Five years ago in Cairo at 7:41 pm, Gulio Regeni entered a black hole that, nine days later, spit out a story of torture, horror and death. A terrifying story like thousands more we know little or nothing about but that paint a picture many pretend not to see.

No one asks the Egyptian government to account for what’s happening in its prisons, or at least until the person being subjected to inhumane treatment is a foreigner. In these cases, when news cannot be “leaked” about the torture suffered by foreign citizens arrested in Egypt or about illegally detained Egyptian prisoners, what comes to light, with all the dramatic end results and the political responsibilities of a country with which Italy has always had good diplomatic relations, is a well-known reality that up until now has intentionally been “concealed”: the continuous human rights violations in Egypt against the Egyptian population as well as “inconvenient” foreigners like Giulio that we don’t know about and will never know anything about.

Torture, a long-standing practice of Egyptian security forces, is the tool used to extort confessions from those believed to be spies or even just opposition activists. For decades, international organizations have reported persistent violations perpetrated without impunity by agents and officers of the state. Since the beginning of 2014, according to the Egyptian Commission for Rights and Freedom, at least 120 deaths in prison are attributable to ill treatment and violence by prison guards.

In a letter written by Ahmed Hassan Ali, 33-years-old, who has been in the maximum-security wing in Tora prison for four years, he describes in detail how he has been repeatedly tortured both in prison and at the police station where he was taken after his arrest. Ahmed writes that he and other prisoners in his pavilion are sexually assaulted. They are stripped naked, forced into a prone position and raped with hoses. “If its not the guards torturing the prisoners, it’s other inmates doing it on their orders. They use high-voltage electric wires on our bodies that are already bruised by beatings,” cries out Ahmed of his pain. He also says that he was beaten and assaulted, and restrained until his left arm was broken.

Other episodes are described in the letter such as when the torturer was a secret service agent responsible for interrogations at Tora and the victim was a young man in his early twenties, Ahmed Ismail, who was forced to drink a mixture of water, oil, salt, washing powder, milk and tobacco until he vomited blood.

In the past year and a half, international human rights organizations have signaled arbitrary arrests particularly of political opposers, activists and inconvenient journalists by Egyptian authorities that constitute “a serious violation of international human rights law”.

There have been dozens of reports of people disappearing after being arrested by the police. On many occasions, security forces officials deny having detained individuals or they refuse to reveal what has become of them.

Human Rights Watch has confirmed that ‘desaparecidos’ (enforced disappearances) are carried out systematically for political purposes and constitute “a crime against humanity”.

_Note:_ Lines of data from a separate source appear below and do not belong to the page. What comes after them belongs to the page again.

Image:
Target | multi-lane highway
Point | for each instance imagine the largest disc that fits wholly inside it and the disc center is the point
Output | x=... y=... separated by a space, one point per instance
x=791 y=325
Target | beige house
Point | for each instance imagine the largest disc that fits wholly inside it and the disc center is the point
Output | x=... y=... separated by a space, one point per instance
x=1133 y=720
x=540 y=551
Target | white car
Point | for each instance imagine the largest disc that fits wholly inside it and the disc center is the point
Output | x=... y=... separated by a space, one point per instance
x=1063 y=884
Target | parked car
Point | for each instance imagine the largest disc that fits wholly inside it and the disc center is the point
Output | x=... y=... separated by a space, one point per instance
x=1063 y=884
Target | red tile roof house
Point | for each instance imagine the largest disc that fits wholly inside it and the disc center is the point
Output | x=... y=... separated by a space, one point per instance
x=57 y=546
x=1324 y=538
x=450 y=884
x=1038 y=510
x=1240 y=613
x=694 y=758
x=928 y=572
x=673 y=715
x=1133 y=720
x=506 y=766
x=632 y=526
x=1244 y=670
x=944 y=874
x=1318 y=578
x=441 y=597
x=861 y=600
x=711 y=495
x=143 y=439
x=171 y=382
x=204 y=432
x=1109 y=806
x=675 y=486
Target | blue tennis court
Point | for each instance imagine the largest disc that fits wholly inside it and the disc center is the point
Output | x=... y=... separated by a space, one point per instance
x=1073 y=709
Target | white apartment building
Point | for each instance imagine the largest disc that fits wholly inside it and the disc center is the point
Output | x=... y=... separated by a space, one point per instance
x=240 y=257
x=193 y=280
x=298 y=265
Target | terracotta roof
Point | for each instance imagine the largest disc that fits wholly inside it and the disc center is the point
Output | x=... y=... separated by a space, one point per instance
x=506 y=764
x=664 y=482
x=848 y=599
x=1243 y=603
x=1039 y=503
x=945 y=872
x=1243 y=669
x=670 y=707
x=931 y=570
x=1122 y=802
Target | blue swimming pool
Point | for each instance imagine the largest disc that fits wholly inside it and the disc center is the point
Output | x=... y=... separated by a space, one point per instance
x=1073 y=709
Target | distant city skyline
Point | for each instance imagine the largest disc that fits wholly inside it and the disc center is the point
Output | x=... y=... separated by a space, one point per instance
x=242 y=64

The Deputy Middle East Director of Human Rights Watch, Joe Stork, reported “the nearly absolute impunity that security forces have enjoyed under President al-Sisi,” who overthrew former President Mohammed Morsi in 2013: hundreds of people have been killed and 40 thousand people have been detained for political reasons. In 2014, The United Nations Working Group on Enforced Disappearances, established to investigate the accusations made by the NGOs, verified numerous suspicious disappearances. In its most recent report, it said that it had 52 outstanding cases under review that the al-Sisi government refused to clarify. Right from the initial cases taken under evaluation, UN officials had already expressed concern for the deteriorating security conditions in Egypt that could facilitate the emergence of multiple human rights violations including, indeed, forced disappearances.

This is confirmed by an emblematic fact of the seriousness of the situation: it wasn’t until 2015 that the Egyptian Commission for Rights and Freedom, an independent Egyptian organization that launched the Stop Enforced Disappearance campaign, registered over 1,700 disappeared persons, an average of over four people a day.